With each glass of wine Beatriz becomes more brazen and shares a story of how people in her village lost their land to real estate development and shares a humanistic viewpoint while Doug sees life as to be lived while you can. Despite their dislike for each-others lifestyle the film has Beatriz and Doug at leastĀ listen to one otherĀ and attempt to understand the other’s opinion, which is more than can be said for the supporting players motivations or lack thereof.

Besides Kathy, while sympathetic to Beatriz’s calm demeanor and life rich philosophies, she also realizes that Doug is her family’s meal ticket. The other party attendees are written as polite yet uninteresting twits with nothing to talk about except a reality star’s nude photos, dinner, or a handful of other nothing topics.
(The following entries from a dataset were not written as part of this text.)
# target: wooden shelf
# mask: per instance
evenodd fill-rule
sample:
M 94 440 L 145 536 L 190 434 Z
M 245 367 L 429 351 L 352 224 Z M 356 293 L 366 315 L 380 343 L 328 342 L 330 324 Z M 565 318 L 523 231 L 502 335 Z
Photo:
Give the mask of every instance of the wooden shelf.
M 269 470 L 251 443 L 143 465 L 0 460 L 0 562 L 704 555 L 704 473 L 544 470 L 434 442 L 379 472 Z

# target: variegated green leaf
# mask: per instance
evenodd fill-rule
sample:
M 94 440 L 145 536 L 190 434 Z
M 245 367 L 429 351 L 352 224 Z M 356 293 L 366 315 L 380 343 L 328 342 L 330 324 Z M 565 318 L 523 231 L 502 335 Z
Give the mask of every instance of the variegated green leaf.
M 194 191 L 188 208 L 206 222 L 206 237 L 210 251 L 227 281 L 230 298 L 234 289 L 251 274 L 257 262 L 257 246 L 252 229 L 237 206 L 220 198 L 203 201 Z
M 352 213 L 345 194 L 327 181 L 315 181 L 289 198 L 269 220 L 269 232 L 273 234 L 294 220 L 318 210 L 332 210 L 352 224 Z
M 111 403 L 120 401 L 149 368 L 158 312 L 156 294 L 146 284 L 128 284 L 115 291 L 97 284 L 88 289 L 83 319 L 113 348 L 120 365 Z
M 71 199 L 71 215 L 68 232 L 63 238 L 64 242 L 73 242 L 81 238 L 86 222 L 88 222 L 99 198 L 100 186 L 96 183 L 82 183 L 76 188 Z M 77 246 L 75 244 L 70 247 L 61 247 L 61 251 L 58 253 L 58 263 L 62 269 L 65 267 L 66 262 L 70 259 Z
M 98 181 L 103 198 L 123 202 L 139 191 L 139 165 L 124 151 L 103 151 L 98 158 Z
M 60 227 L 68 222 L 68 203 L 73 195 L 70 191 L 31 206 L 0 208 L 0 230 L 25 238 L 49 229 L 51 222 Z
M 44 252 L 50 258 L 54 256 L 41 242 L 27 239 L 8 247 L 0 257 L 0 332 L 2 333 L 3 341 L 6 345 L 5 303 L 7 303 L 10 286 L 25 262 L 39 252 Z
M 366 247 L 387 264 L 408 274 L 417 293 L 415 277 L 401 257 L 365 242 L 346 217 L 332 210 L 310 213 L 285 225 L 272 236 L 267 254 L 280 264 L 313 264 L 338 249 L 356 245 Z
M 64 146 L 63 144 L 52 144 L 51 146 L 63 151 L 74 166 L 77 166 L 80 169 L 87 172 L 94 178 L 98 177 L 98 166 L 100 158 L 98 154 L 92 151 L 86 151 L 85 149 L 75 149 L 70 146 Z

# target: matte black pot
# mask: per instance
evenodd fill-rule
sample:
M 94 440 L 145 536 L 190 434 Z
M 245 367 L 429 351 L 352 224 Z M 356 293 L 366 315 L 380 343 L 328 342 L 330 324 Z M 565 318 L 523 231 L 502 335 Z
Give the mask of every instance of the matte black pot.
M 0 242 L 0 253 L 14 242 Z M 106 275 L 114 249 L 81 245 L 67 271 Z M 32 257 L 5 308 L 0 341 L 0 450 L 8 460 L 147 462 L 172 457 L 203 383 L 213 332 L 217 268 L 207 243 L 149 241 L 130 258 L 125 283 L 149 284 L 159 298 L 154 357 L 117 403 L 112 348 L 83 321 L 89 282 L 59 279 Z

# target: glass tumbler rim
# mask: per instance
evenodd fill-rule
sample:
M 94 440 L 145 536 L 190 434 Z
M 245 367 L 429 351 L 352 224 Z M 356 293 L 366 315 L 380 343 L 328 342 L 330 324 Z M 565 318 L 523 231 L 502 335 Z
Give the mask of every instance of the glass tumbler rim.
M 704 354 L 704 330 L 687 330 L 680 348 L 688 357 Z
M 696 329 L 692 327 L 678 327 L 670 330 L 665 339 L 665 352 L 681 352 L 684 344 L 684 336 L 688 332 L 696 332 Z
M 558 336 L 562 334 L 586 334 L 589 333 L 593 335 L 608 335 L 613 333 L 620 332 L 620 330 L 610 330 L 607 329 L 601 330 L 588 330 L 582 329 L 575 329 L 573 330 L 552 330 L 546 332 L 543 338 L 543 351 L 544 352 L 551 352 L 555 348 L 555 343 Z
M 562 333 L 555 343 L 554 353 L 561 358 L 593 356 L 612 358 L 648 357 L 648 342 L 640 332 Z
Chloe Sevigny, Jay Duplass, Amy Landecker, and David Warshofsky have little to do other than stand around and react to meatier written material that Hayek and Lithgow get to play.

Beatriz at Dinner had me in its corner until the film takes a jarring turn during the final act. As Beatriz leaves the party and sets about on her way home, she hastily decides to grab a letter opener and bludgeon Doug to death as the dinner guests hysterically realize what is happening. Instead of leaving things be the film chooses to make this only Beatriz’s fantasy and then have her go to the ocean and walk into the waves. Does this mean she commits suicide or is this another fantasy? Unclear and unsatisfying is this final sequence.

I am not sure why Beatriz at Dinner is considered a comedy. Perhaps a mild dark comedy, I argue that the film is a straight-ahead drama and lacks the witty humor that made dinner party themed films such as Who’s Afraid of Virginia Woolf? (1966) and The Boys in the Band (1970) such masterpieces.

Beatriz at Dinner (2017) is a valiant attempt at offering social commentary in a time when discussions like these are needed in films and the project largely succeeds. An impassioned yet subdued performance by Hayek deservedly earned her a Female Lead Independent Film nomination. Rich writing garnered the film a Best Screenplay nomination too, but a big whiff at the end lowers the overall experience a notch.